The notice only really mentions it starting at 50 feet but I suppose there's a chance it will have a ground level effect very close to the center. In LA I expect it won't be an issue, especially in urban areas since you're well-shaded laterally and GPS signals already have problems getting past building shadows, but maybe out in the country there might be? The FAA really only cares about pilots so it's inconclusive based on the announcement.
posted by GuyZero at 9:59 AM on June 8, 2016 [1 favorite]


The radii are consistent with a jamming source at an altitude of about 50,000 feet.
posted by the Real Dan at 10:35 AM on June 8, 2016


Also, keep in mind that your phone is probably getting much of it's location data from the relative location of WiFi SSIDs and mobile phone towers in the area, verses actually using the GPS satellites themselves.
posted by sideshow at 11:44 AM on June 8, 2016 [2 favorites]

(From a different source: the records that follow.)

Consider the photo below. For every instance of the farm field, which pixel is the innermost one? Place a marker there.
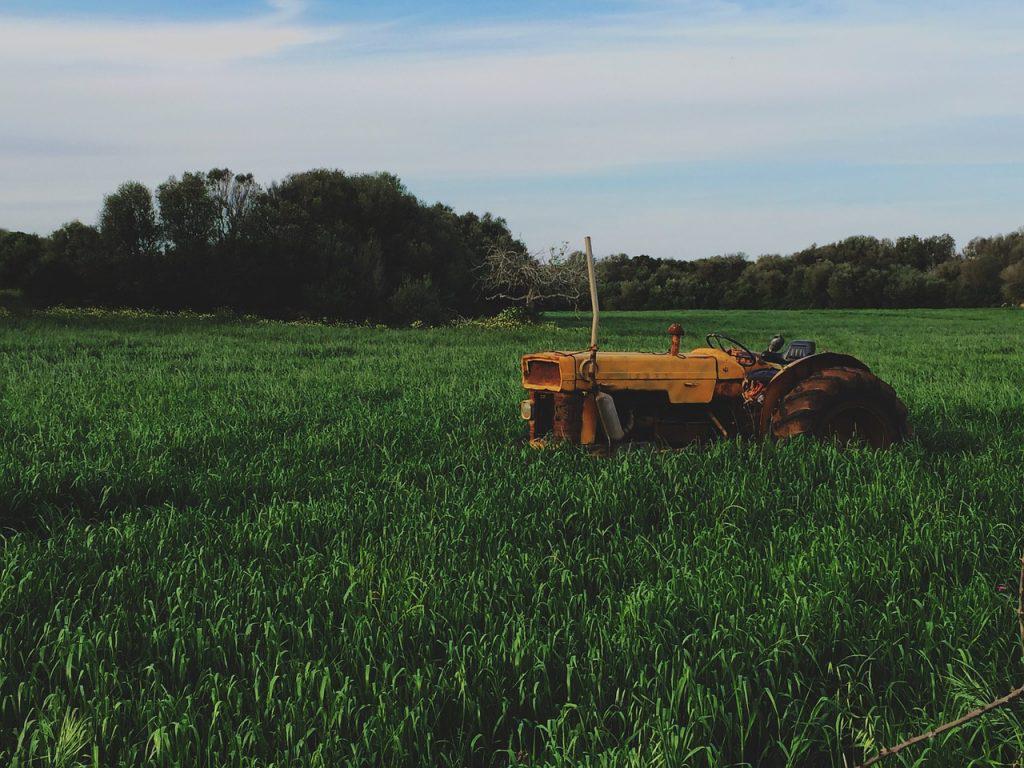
(240, 543)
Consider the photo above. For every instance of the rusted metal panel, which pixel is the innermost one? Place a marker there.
(567, 420)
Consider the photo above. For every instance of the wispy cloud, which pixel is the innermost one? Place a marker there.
(476, 112)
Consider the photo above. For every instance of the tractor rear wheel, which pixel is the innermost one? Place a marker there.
(845, 404)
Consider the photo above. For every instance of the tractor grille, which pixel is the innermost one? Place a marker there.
(543, 373)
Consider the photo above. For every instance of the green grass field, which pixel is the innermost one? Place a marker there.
(249, 544)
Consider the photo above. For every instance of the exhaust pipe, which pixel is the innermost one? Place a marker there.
(594, 308)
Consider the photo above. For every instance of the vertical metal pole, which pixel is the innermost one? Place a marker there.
(594, 308)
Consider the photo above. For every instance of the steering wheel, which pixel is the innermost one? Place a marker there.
(743, 356)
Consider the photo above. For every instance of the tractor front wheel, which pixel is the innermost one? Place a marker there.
(844, 404)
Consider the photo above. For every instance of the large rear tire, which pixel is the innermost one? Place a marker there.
(843, 404)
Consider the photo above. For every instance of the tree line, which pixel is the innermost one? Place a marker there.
(860, 271)
(318, 244)
(327, 244)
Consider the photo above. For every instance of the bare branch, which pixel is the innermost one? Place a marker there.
(514, 274)
(1011, 696)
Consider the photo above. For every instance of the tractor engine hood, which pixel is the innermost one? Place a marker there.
(685, 378)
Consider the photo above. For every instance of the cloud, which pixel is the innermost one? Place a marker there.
(55, 44)
(485, 112)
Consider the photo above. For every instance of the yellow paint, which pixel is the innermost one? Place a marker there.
(686, 378)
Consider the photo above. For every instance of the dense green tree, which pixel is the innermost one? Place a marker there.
(19, 252)
(327, 244)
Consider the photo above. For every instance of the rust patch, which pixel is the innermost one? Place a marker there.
(567, 417)
(675, 334)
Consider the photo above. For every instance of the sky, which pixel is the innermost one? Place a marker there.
(677, 128)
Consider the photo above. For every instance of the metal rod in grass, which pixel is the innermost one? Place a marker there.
(1011, 696)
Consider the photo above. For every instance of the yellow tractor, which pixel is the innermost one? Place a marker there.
(721, 390)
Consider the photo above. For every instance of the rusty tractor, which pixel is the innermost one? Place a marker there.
(721, 390)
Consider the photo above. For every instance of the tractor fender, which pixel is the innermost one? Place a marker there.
(795, 373)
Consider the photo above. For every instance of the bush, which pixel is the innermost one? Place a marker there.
(416, 300)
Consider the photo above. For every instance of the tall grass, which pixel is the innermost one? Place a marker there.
(242, 544)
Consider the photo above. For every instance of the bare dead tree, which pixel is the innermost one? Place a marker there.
(235, 194)
(529, 279)
(1000, 701)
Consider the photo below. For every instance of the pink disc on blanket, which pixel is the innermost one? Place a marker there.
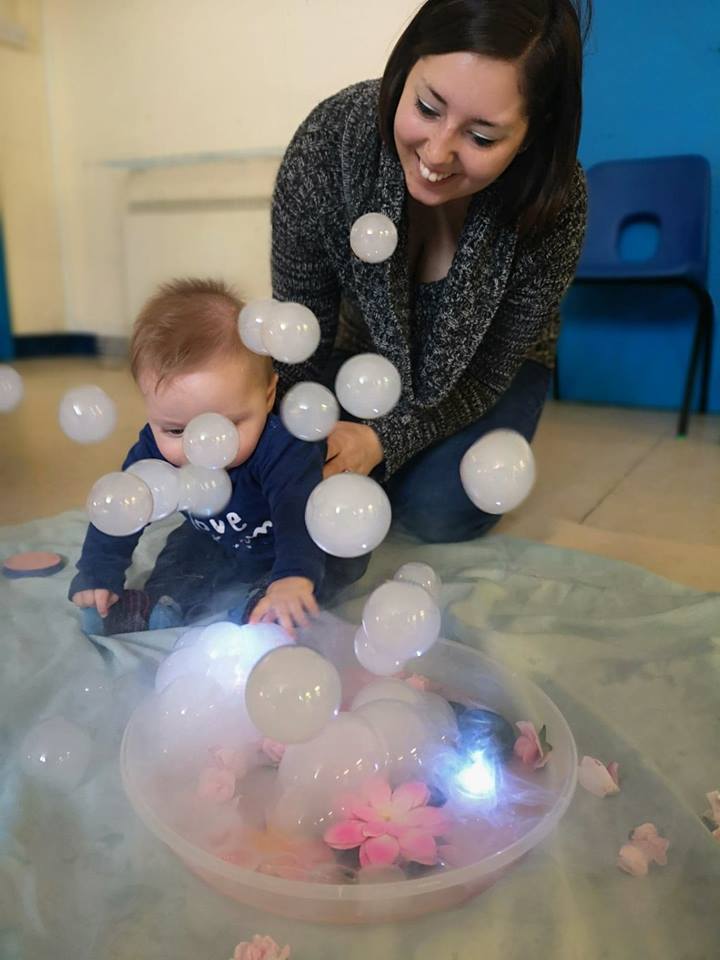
(39, 564)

These jamming exercises happen in the UK as well. Really no big deal.

If you want to keep a very close eye on things, you can sign up for email notifications here at the US Coastguard's Navigation Center, which include all the in-orbit reconfigurations and outages that don't necessarily generate NOTAMs.
posted by Devonian at 7:16 PM on June 8, 2016


Further derail: the SI unit for nautical miles is radians. 1 nautical mile = 290.88 microradians.
posted by memetoclast at 1:20 PM on June 9, 2016 [1 favorite]


That's rad!
posted by miyabo at 2:54 PM on June 9, 2016 [1 favorite]


Navy cancels planned GPS outage in Southern California
The Navy did not reveal the cause of the cancellation, other than to say the reason was “internal.”

... The Department of Defense conducts an estimated 50 GPS jamming events each year to train personnel to operate in an environment where the GPS signal is degraded or unavailable.
posted by Nelson at 8:25 AM on June 10, 2016


Sure, that's what they want you to think.